DUBLIN.- IMMA (Irish Museum of Modern Art) is presenting Revenants, a solo exhibition by Irish artist Kevin Mooney. Featuring a cross-section of key works made between 2016 and 2022, Revenants reflects Mooney's ongoing commitment to creating a 'speculative art history', one which imagines the 'lost' art of an Irish diaspora.
As a colonised nation, there are large gaps in the record of our art history caused by poverty, famine and mass migration. Revenants marks the gaps in our visual culture as a traumatic break and a reverberant event in the Irish psyche. Through a distinctive approach to figuration that draws on sources as varied as Vincent Van Gogh, Irish mythology and 1980s horror films, Mooney's work reconsiders these gaps and reverse-engineers the lost art of this Irish diaspora, imagining it as a mutant absurdist folklore, and, in the process opening up questions about cultural influence and transformation.
Hybridising imagery and visual languages from disparate traditions of painting and material culture, Mooney's work punctures some of the clichés of an Irish vernacular aesthetic, and opens up a space to reflect critically on the highly selective nature of popular history. By imaging the spectres of this 'lost' Irish art, Revenants reminds us that ghost stories are as revealing as they are disturbing, in that they point to the complexities of our culture, past and present.

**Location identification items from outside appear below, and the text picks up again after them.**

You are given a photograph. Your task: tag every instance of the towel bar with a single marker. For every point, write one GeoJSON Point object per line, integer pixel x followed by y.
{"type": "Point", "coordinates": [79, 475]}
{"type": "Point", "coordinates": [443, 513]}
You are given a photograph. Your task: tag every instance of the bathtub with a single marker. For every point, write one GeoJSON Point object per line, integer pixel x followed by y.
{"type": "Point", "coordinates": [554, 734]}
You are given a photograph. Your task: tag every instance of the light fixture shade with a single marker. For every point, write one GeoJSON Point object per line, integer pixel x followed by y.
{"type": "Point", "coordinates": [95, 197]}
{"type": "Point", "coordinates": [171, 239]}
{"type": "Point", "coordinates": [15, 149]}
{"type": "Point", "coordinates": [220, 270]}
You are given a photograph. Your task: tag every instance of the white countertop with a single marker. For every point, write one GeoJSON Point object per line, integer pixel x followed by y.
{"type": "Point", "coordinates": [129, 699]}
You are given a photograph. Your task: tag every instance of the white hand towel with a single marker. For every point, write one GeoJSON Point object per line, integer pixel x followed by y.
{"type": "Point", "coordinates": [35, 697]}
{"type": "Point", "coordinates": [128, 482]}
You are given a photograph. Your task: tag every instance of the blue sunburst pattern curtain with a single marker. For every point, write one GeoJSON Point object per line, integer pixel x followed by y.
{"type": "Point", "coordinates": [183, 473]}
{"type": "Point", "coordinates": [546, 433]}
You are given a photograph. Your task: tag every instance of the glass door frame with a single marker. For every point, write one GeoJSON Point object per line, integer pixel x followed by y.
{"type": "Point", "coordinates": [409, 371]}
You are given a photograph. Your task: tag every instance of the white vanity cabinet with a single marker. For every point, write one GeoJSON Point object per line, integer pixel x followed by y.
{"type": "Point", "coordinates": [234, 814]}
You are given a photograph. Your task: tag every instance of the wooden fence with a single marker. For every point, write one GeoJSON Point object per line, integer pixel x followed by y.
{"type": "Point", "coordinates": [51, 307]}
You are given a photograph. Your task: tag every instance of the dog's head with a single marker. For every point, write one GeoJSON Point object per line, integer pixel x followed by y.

Kevin Mooney is a Cork-based artist who graduated from the MFA program in NCAD in 2012, and from the MTU Crawford College of Art and Design in 1997. The exhibition is curated by Sarah Kelleher, arts writer and Government of Ireland scholar. The exhibition at IMMA is the culmination of a major series of exhibitions in which Mooney explores the 'what might have been' in Irish art history and visual culture.